Beatrice Capaldi stood bolt upright while her dressmaker made a few final adjustments to his latest creation. With an ingratiating bow, he then backed away so that she could inspect the result in the huge gilt-framed mirror that dominated one wall of her bedchamber. The dress was a work of art in white and silver. Simple and heavily padded, it had a close-fitting bodice with a long-fronted stomacher that dipped in a deep point to the stiffened basque of the French farthingale. The basque was made of the same material as the flounced bell-shaped skirt and concealed the hard line of the wheeled farthingale. Trunk sleeves were full at the top and tapered to the wrists, giving the demi-cannon effect that was now in fashion. Beatrice Capaldi examined
each detail with care until she was entirely satisfied.
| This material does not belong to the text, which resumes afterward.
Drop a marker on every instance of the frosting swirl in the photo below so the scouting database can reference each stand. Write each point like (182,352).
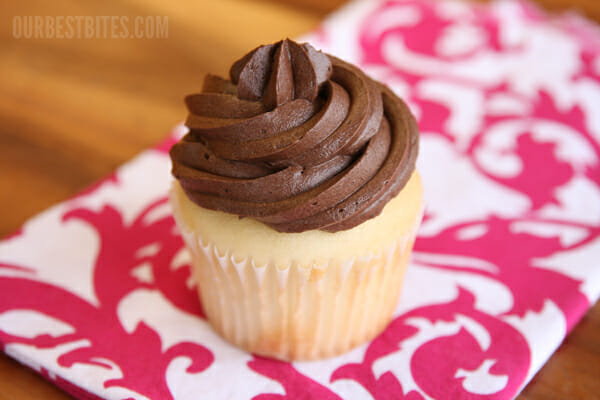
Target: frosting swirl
(297,139)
She then walked around the room to get the feel of her new dress and to enjoy the sensual swish of its skirt. When she had had her fill, she repaid her dressmaker with an indulgent smile. He bowed frantically then backed out with servile gratitude. Left alone in front of the mirror, she toyed with the low square décolletage across the front of the dress so that she could display a more generous area of her full breasts. There was a tap on the door and a manservant entered with writing materials on a tray. Beatrice Capaldi crossed to sit at the little table and the paper was put in front of her. Dipping the quill in the inkwell, she wrote a single line.

‘True love requires a true sacrifice.’

The letter was sealed but not signed and the name of Master Lawrence Firethorn was added with a flourish. She handed the missive to the manservant with a curt order.

‘See it delivered to the Queen’s Head directly.’

 

Nimbus was equal to the occasion. The London debut of Cornelius Gant and His Amazing Horse was a comprehensive success. It took place in the yard at The Feathers where fifty or more casual bystanders were transformed into a rapt audience. The performers showed enough of their skills to dazzle the spectators while holding back their principal tricks for use before larger gatherings at a later date. Dancing and counting were the basis of their act. While the versatile Gant played on a pipe, Nimbus went through a whole series of dances, beginning
with a coranto and ending with a sprightly galliard. But it was the money trick which tricked money out of purses.

‘Place your coins in this hat, sirs,’ invited Gant as he held it out. ‘You’ll get it back with interest, I warrant.’ When the spectators hesitated, Nimbus grabbed the hat in grinning teeth to take it around. Twenty or more coins were tossed laughingly into the receptacle which was then taken back to Cornelius Gant. Taking hold of the hat, he pulled out a gold coin and held it up.

‘Who gave you this, Nimbus?’

The horse picked out the donor at once and nudged him. Gant indicated another man and asked how much he had contributed. Nimbus promptly tapped his foot three times and three coins were returned to their astonished owner. And so it went on. The animal was able to identify both the giver and the amount given until the hat was completely empty. The applause was vigorous and coins came back more plentifully. By way of an encore, Gant let his partner tip the takings onto the ground so that they could be added up with a tapped hoof. Nimbus was a precise accountant whose nimble work brought forth another hail of money.

It was a gratifying response to an unusual act but it was not only his full purse that pleased Gant. He took more satisfaction from the impact they had had upon the watching patrons. Those men would spread the word throughout and beyond Eastcheap. The seeds of reputation would be sown and future audiences would be primed and set up.

Cornelius Gant and Nimbus had arrived.